El programa de hoy, paradójicamente, da la razón a ambos bandos e incluye un par de temas propios y arreglos —hechos ex profeso por integrantes de la orquesta— a composiciones de Jelly Roll Morton, Duke Ellington, Thelonious Monk, Wynton Kelly y Woody Shaw, entre otros, y que no necesariamente son los temas más conocidos de esos legendarios compositores.

Marsalis, quien conduce a la JLCO desde la última fila, se explaya y comenta que “la música es el lenguaje internacional y que si esto fuera verdad, seguramente el DNA de este lenguaje sería el blues. El maestro supremo del blues de todos los tiempos es Duke Ellington y esta orquesta fue formada con sobrevivientes de la de Duke de 1955 a 1974. A continuación tocaremos un tema de él que le hubiera gustado escuchar porque Sherman Irby, el solista, entiende perfectamente el blues” e interpretan “Big fat Alice’s blues”, grabada originalmente por Ellington en 1965, en donde hay espacio para el lucimiento del conjunto completo, pero también para los solistas, cuyas intervenciones abundan y revelan una cohesión cuidadosamente labrada.

No importa si lo hace el contrabajista Carlos Henriquez, Dan Nimmer al piano, el veterano Irby en el sax, el tenor Julian Lee —el integrante más joven de la orquesta—, o Alexandra Tarantino, la única mujer, en el saxofón alto; todos, sin excepción, llegado su turno, dejan escuchar impecables solos, maravillosos en su ejecución y abundantes en expresividad.

En cada ocasión que uno de ellos recibe la estafeta para hacerse cargo un par de minutos de la parte protagónica, el resultado es el mismo: música sublime, irreprochable, perfecta y en donde se recuperan los valores del jazz primigenio, aquel que arranca en Nueva Orleans y pasa por diferentes transformaciones estilísticas, pero se sostiene en sus pilares fundamentales: swing, blues, sofisticación e improvisación.

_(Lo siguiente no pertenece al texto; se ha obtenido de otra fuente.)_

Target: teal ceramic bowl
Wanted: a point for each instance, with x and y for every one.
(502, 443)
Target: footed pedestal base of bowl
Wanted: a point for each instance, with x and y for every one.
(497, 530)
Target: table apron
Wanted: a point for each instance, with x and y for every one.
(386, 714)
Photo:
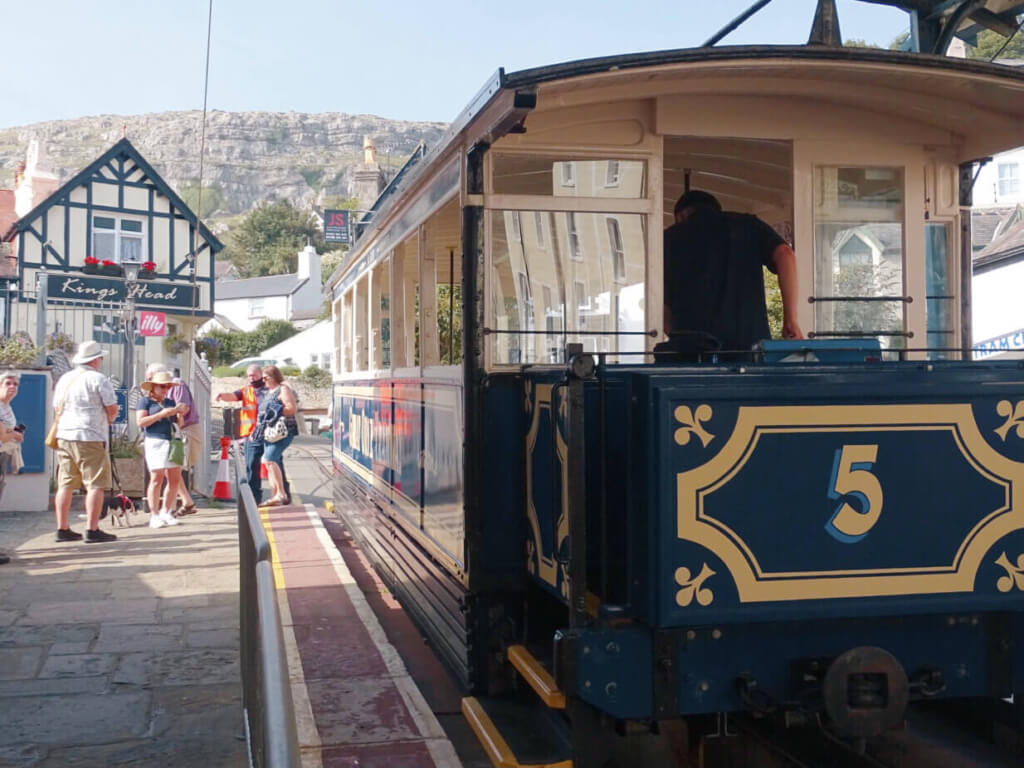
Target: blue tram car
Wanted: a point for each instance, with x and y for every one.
(826, 528)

De principio a fin, la intensidad y la elegancia no decaen, ya sea en los standards —“Cherokee”, de Charlie Parker, suena rejuvenecida— o en composiciones de nuevo cuño como “The crave”, preñada de ritmos latinos, salsa, inflexiones de chachachá, son y aires cubanos.

Añádase la disposición de la orquesta, la humildad de quienes la forman y el amor —no hay un mejor término para describirlo— con el que cultivan su arte para entender el celo de su director por mantener viva una tradición que ya ha superado la centuria, pero la JLCO conserva tan vital como en sus años de mayor esplendor.

La mejor manera que la audiencia encuentra para agradecer y retribuir tal entrega y profesionalismo es con una sonora ovación de pie.

Programa
Mendizorrotza swing / The crave / Stuffy turkey / The moontrane / Big fat Alice’s blues / Man from Tanganyka / Cherokee / Conglomerate / Ready, go! / Temperance.